Another big difference between tent caterpillars and other builders of shelters--bees, ants, birds, mice, people--is that the caterpillars don't seem to bring anything back to the shelter other than their bigger, well-fed selves. They aren't adults bringing food back to the young. The caterpillars, like super resourceful babies, work collectively to raise themselves, then leave the tree on their own to pupate and turn into adult moths.

Surprisingly, the subject of wild cherry trees in what is now the Barden (formerly a pine plantation) came up more than 50 years ago, in Richard J. Kramer's book about Herrontown Woods
"Wild black cherry, which grows to magnificent size in the Allegheny Mountains, is a poorly formed tree in Herrontown Woods, occurring mostly in areas which were recently open fields. Its best growth has been in the pine plantation, where specimens are 30 to 40 feet tall and possibly may develop into good-sized trees. Apparently these black cherries were able to develop along with the young pines after these were planted in the open field. Although the birds do bring seeds of the cherry into the forest, the many seedlings and the few saplings that occur there grow poorly and remain shrub-like."
Gone now are most of the pine trees in the pine plantation, and those larger cherry trees are nowhere to be found. Our 12 little black cherry trees in the Barden, all saddled with tent caterpillars, must be the descendants of the larger cherry trees Kramer describes. Only one large black cherry tree is known to exist now in Herrontown Woods, almost completely free of tent caterpillars, growing next to Veblen House.

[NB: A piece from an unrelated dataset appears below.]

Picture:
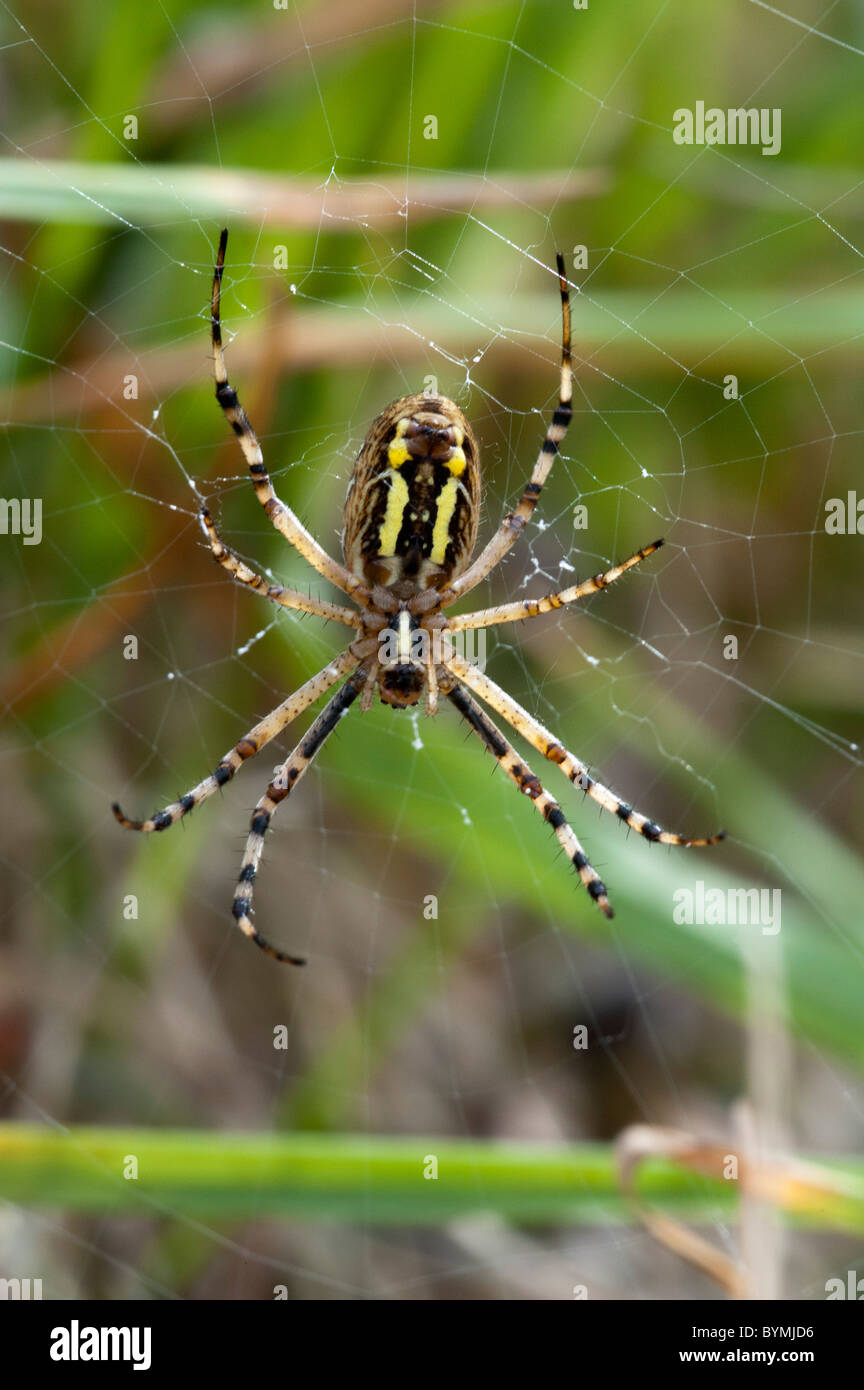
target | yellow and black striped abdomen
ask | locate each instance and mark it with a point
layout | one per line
(411, 510)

Have tent caterpillars contributed to keeping the black cherry trees of Herrontown Woods from achieving full size, in the past as well as in the present?

If we wanted to relieve the cherry trees of the spring burden of hungry caterpillars, we could remove the tents and remember to crush the egg masses laid by adult moths on small branches in late summer, as suggested in this useful post about the insect. 

But as insect numbers continue to decline, the role of trees as food for native insects grows in importance. And if the cherry trees remain small, that will allow more sunlight to reach the many wildflowers growing in the Barden. Leaving the tent caterpillars to grow undisturbed can serve as an experiment, to see if they continue to flourish year after year, or if nature's array of predators, pathogens, and parasitoids finally up their game and reduce the burden these trees now bear.